Synergistic Enhancement of 5-Fluorouracil Chemotherapeutic Efficacy by Taurine in Colon Cancer Rat Model

Abstract

Colorectal cancer (CRC) is one of the top 10 most common cancers worldwide and caused approximately 10 million deaths in 2022. CRC mortality has increased by 10% since 2020 and 52.000 deaths will occur in 2024, highlighting the limitations of current treatments due to ineffectiveness, toxicity, or non-adherence. The widely used chemotherapeutic agent, 5-fluorouracil (5-FU), is associated with several adverse effects, including renal, cardiac, and hepatic toxicity; mucositis; and resistance. Taurine (TAU), an essential β-amino acid with potent antioxidant, antimutagenic, and anti-inflammatory properties, has demonstrated protective effects against tissue toxicity from chemotherapeutic agents like doxorubicin and cisplatin. Taurine deficiency is linked to aging and cancers such as breast and colon cancer. This study hypothesized that TAU may mitigate the adverse effects of 5-fluorouracil (5-FU).

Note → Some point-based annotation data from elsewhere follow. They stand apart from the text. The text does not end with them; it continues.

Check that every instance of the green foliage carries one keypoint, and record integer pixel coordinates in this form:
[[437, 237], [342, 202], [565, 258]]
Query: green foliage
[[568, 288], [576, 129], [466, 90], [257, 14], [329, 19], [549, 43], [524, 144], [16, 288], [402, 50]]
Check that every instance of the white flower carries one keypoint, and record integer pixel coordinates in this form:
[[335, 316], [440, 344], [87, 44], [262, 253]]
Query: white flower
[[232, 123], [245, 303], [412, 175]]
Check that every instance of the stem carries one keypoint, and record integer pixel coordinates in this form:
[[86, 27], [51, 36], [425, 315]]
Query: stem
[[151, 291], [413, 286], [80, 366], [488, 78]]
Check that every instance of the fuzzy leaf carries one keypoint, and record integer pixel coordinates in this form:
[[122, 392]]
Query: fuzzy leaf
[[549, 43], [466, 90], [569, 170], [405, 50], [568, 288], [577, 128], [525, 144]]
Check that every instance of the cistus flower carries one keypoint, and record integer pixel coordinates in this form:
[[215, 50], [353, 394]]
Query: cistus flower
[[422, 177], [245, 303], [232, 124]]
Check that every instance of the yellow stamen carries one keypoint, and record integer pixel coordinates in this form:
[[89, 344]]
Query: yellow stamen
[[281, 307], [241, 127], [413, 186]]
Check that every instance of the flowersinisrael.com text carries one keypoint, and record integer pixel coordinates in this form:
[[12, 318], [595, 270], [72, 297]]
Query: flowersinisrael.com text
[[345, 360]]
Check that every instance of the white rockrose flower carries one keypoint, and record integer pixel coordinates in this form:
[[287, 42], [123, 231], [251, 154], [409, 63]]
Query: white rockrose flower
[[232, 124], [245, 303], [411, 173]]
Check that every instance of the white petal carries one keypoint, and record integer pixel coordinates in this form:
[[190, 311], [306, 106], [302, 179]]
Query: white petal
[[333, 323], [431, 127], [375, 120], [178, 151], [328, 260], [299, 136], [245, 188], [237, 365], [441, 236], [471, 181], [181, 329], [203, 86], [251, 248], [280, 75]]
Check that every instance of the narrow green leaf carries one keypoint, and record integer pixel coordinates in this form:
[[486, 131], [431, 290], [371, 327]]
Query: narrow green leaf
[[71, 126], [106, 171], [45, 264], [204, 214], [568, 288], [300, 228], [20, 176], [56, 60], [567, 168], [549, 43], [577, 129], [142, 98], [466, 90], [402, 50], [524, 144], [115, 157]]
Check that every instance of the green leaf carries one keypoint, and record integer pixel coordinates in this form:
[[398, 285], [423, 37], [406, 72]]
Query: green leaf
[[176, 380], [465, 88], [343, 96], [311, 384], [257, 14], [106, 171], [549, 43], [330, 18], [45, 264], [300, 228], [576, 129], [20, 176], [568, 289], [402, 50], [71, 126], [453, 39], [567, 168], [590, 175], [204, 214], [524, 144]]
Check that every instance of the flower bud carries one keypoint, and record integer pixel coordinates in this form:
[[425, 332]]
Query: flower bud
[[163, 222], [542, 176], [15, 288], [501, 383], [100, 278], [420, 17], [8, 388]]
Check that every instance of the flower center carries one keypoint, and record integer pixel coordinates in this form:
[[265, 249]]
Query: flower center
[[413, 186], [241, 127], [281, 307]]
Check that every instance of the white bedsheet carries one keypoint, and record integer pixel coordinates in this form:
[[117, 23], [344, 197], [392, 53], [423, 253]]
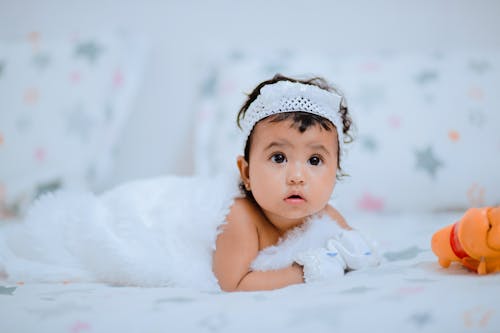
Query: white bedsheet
[[409, 292]]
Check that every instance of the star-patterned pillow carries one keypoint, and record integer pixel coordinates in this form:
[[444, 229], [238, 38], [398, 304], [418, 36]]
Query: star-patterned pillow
[[62, 105], [427, 125]]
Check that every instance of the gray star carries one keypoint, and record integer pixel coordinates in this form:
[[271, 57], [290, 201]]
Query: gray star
[[427, 161], [427, 76], [421, 319], [41, 60], [369, 143], [79, 123], [88, 50], [7, 290]]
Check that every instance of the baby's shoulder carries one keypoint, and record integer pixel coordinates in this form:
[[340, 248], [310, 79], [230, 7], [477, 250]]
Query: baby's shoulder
[[335, 215], [243, 210]]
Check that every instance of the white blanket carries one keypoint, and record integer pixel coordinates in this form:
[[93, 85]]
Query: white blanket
[[157, 232]]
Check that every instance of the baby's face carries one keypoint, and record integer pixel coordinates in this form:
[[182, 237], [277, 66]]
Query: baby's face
[[292, 174]]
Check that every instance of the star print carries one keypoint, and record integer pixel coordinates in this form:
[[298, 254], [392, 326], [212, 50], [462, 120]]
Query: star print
[[421, 319], [369, 143], [79, 123], [426, 76], [89, 51], [427, 161], [41, 60]]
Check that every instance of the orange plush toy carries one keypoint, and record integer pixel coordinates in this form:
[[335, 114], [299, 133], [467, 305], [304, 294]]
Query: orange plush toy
[[474, 241]]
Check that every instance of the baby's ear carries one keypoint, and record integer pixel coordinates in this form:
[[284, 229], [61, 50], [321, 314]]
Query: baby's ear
[[243, 168]]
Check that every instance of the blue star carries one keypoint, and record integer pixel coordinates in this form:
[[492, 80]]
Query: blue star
[[427, 161], [88, 50]]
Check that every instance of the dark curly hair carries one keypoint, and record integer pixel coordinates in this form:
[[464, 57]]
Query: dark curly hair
[[301, 120]]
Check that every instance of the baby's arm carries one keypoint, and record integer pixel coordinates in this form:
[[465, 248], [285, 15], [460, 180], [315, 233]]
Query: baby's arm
[[236, 248]]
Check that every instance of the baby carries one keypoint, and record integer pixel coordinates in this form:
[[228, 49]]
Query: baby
[[295, 131], [201, 232]]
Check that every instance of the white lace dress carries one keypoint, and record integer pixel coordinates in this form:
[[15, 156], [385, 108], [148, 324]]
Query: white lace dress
[[157, 232]]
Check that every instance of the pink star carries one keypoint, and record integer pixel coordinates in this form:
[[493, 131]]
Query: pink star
[[370, 203]]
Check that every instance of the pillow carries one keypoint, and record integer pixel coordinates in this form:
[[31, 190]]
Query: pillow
[[427, 124], [63, 103]]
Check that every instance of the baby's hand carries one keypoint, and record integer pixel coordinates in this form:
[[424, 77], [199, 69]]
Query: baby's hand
[[321, 264], [356, 251]]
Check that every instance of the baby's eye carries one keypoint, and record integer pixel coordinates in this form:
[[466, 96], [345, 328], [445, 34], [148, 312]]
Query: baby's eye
[[278, 158], [315, 160]]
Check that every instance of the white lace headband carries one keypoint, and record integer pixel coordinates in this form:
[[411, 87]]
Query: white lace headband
[[286, 96]]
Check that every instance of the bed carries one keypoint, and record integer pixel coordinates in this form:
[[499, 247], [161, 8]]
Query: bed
[[416, 115], [408, 292]]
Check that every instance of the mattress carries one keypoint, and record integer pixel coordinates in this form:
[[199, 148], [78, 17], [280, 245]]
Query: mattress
[[408, 292]]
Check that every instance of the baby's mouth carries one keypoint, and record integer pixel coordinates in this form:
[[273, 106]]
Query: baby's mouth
[[294, 199]]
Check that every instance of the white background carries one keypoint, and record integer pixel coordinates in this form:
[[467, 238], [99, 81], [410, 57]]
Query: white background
[[185, 35]]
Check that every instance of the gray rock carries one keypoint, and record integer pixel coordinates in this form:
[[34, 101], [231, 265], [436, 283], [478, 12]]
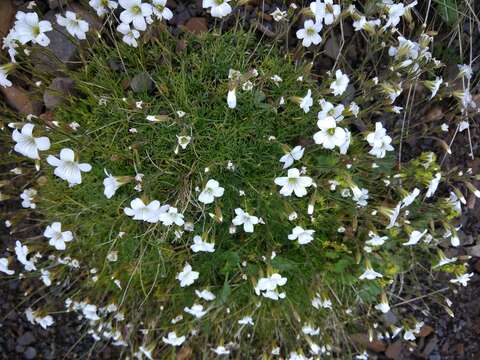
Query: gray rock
[[26, 339], [58, 92], [141, 83], [30, 353]]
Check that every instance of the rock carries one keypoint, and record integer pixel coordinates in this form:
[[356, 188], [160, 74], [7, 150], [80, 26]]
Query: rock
[[58, 91], [141, 83], [7, 12], [375, 345], [197, 25], [20, 100], [30, 353], [26, 339], [394, 351]]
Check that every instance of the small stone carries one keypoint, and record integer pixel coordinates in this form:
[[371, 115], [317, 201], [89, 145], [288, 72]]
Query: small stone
[[26, 339], [197, 25], [58, 91], [20, 100], [141, 83], [30, 353]]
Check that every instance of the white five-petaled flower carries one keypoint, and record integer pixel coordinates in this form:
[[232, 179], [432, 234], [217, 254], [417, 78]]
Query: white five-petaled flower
[[66, 168], [196, 310], [307, 101], [370, 274], [187, 276], [415, 237], [102, 6], [218, 8], [325, 11], [29, 28], [173, 339], [28, 196], [294, 183], [201, 246], [310, 33], [379, 141], [462, 279], [160, 10], [3, 76], [330, 135], [74, 25], [339, 85], [57, 237], [295, 154], [172, 216], [245, 219], [211, 191], [301, 235], [135, 12], [130, 36], [267, 286], [27, 144], [149, 213], [4, 267]]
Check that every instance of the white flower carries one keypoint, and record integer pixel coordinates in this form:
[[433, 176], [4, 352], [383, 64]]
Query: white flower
[[29, 28], [90, 312], [247, 320], [102, 6], [415, 237], [220, 350], [339, 85], [370, 274], [267, 286], [27, 196], [379, 141], [4, 267], [160, 10], [172, 216], [21, 251], [218, 8], [462, 279], [196, 310], [205, 295], [295, 154], [328, 109], [130, 36], [66, 168], [376, 240], [211, 191], [232, 99], [310, 33], [135, 12], [307, 101], [149, 213], [201, 246], [74, 25], [410, 198], [325, 11], [330, 135], [173, 339], [56, 236], [3, 76], [245, 219], [303, 236], [27, 144], [279, 15], [187, 276]]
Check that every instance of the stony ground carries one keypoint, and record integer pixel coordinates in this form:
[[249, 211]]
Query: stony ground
[[443, 338]]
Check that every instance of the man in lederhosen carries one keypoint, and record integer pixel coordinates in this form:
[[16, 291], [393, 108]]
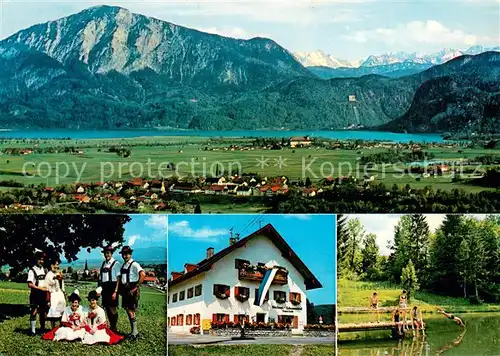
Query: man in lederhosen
[[39, 297], [131, 277], [109, 276]]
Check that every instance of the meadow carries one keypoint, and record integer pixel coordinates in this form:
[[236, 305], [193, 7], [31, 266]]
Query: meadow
[[14, 326], [150, 157]]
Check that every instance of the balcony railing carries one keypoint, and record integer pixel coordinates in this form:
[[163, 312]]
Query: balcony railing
[[281, 276]]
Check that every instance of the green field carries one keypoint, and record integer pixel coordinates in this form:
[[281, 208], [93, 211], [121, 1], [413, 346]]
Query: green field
[[97, 164], [15, 341], [356, 294], [252, 350]]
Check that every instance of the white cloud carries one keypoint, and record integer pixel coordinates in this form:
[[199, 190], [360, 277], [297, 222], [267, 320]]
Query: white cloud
[[132, 239], [183, 229], [419, 32]]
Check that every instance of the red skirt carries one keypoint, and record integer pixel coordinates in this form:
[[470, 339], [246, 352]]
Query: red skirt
[[51, 334]]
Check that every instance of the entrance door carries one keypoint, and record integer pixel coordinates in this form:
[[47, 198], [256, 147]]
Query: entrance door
[[261, 317]]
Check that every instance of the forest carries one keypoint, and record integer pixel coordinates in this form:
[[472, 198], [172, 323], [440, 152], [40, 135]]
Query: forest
[[461, 258]]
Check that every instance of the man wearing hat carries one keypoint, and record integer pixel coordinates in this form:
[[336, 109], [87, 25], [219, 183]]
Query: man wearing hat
[[131, 277], [109, 276], [39, 298]]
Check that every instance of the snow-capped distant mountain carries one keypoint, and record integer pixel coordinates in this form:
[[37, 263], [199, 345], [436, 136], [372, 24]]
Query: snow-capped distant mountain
[[322, 59]]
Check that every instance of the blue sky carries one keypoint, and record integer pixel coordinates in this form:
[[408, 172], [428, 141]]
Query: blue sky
[[143, 231], [312, 237], [348, 29]]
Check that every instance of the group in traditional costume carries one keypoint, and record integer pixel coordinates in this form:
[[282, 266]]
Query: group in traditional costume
[[86, 325], [57, 299]]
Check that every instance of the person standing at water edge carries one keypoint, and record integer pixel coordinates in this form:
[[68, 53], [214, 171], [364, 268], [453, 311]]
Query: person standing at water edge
[[38, 295], [131, 277], [109, 275], [55, 285]]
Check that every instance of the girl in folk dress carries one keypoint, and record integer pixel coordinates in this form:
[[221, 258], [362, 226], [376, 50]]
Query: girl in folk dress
[[72, 323], [96, 329], [55, 284]]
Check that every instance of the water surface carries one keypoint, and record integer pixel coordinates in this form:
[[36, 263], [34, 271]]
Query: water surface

Carcinogenesis was chemically induced in rats using 1,2-dimethylhydrazine (DMH). Following five months of cancer progression, taurine (100 mg/kg) was administered orally for 8 days, and colon tissues were analyzed. The results showed 80% of adenocarcinoma (AC) in DMH-induced control animals. Notably, the efficacy of 5-FU showed 70% AC and TAU 50% while, in the 5-FU + TAU group, no adenocarcinoma was observed. No differences were observed in the inflammatory infiltrate or the expression of genes such as K-ras, p53, and Ki-67 among the cancer-induced groups whereas APC/β-catenin expression was increased in the 5FU + TAU-treated group. The mitotic index and dysplasia were increased in the induced 5-FU group and when associated with TAU, the levels returned to normal. These data suggest that 5-FU exhibits a synergic anticancer effect when combined with taurine.

Keywords: 5-fluorouracil; chemotherapy; colon cancer; taurine.

Figure 1

Biosynthesis of taurine.

Figure 2

Experimental protocol design.

Figure 3

Proximal, medial, and distal portion of the colon.

Figure 4

Dysplasia and mitotic index in animals induced with DMH. (-) group without DMH induction; (+) group with DMH induction; * p < 0.5; ** p < 0.01; *** p < 0.001.

Figure 5

Histology of distal colon tissue. (a) Normal tissue: simple columnar epithelium with thin brush border and numerous goblet cells. (b) Dysplastic tissue: regions of dysplastic epithelium are indicated by arrows (H&E 10X).

Figure 6

Distribution of the visible lesions of the colon in animals induced with DMH.

Figure 7

Histopathological image of the positive control with chemical DMH induction. (A,B): Adenocarcinoma of the colon; the arrow points to the invasion area. (C,D): Adenoma of the colon; the arrow points the absence of invasion. Calibration bar: 100 µm.

Figure 8

Immunohistochemical images of β-catenin-reactive cells. (A): C (+); (B): TAU (+); (C): 5FU (+); (D): 5FU + TAU (+) (5× magnification).

Figure 9

Immunohistochemical images of p53-reactive cells. (A): C (+); (B): TAU (+); (C): 5FU (+); (D): 5FU + TAU (+) (5× magnification).

Figure 10

Immunohistochemical image of Ki-67-reactive cells. (A): C (+); (B): TAU (+); (C): 5FU (+); (D): 5FU + TAU (+) (5× magnification).

Figure 11

Immunohistochemical image of K-ras-reactive cells. (A): C (+); (B): TAU (+); (C): 5FU (+); (D): 5FU + TAU (+) (5× magnification).

Figure 12

Mechanism of DMH-induced colon cancer and synergic effect of taurine and 5-FU against cancer growth. DMH is oxidized (a,b) in the liver by phase I enzymes into azoxymethane (AOM) and subsequently into methylazoxymethanol (MAOM). This compound is then glucuronidated by phase II enzymes and excreted through the bile (c). In the intestine, in the presence of beta-glucuronidase from colonocytes or the microbiota (d), MAOM is transformed back and can spontaneously convert into methyldiazonium (e), which is considered the ultimate carcinogen due to its ability to alkylate nitrogenous bases [47] The chromosomal instability generated by DMH can be blocked by TAU since it is able to act as a potent antioxidant, reacting with free radicals and stabilize the chromosome, observed by the decrease in the number of micronucleated reticulocytes caused by mutagenic compounds [29]. The chemotherapeutic antimetabolic agent 5-FU replaces uracil during protein synthesis, inhibiting thymidylate synthase and being mistakenly incorporated into DNA, which triggers cell death [48].